Oh please, they keep giving Palin air time. How is that running down Republicans? Oh, maybe you're right.

gudpoynt 3 years, 4 months ago

So Gallup is part of the liberal Main Stream Media now?

So where does the the #1 "news" network, Fox News, part of News Corp, mother of countless tabloids and recent star of illegal phone hacking scandal, play into your ridiculous conspiracy about the liberal main stream media?

Is NPR involved somehow?

You crack me up.

gudpoynt 3 years, 4 months ago

Bea said: Hey look at this Gallup Poll that shows that Republicans in congress have a lower approval rating than Obama.

You said: The Blame Stream Media will do anything to run them down.

Sorry if that was a logical leap to think that you were including Bea's reference in your accusation.

Who said anything about Fox or NPR? I did. That was me.
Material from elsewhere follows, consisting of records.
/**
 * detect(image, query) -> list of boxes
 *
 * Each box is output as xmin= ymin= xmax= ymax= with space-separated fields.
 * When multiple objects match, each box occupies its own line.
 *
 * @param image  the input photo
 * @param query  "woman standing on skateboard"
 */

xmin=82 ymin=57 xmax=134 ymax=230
You see, your ridiculous accusations that "Main Stream Media" is somehow left leaning holds no water when the number one effing "news" source is the most blatantly right leaning piece of yellow journalism to play the 24-hour news cycle game.

Let me repeat that in simpler words:

The #1 place where people get their news is Fox News.

You are claiming that "Main Stream Media" has a left slant.

Are you sure you understand what "Main Stream" means? It a synonym for popular.

Do you know what #1 means? It means it is the most popular.

So is there any more appropriate representative of "Main Stream Media" than Fox News? No.

Does Fox News have a liberal bias? No.

Ergo, how can main stream media have a liberal bias when the most main stream news network of all is Fox? It can't.

So how can you repeat this ridiculous conspiracy theory over and over and over again while ignoring reality? I'm not sure, but it's impressive.

verity 3 years, 4 months ago

Doesn't matter how low President Obama's approval ratings go. If the Republicans can't come up with somebody people think will be better, he will win re-election.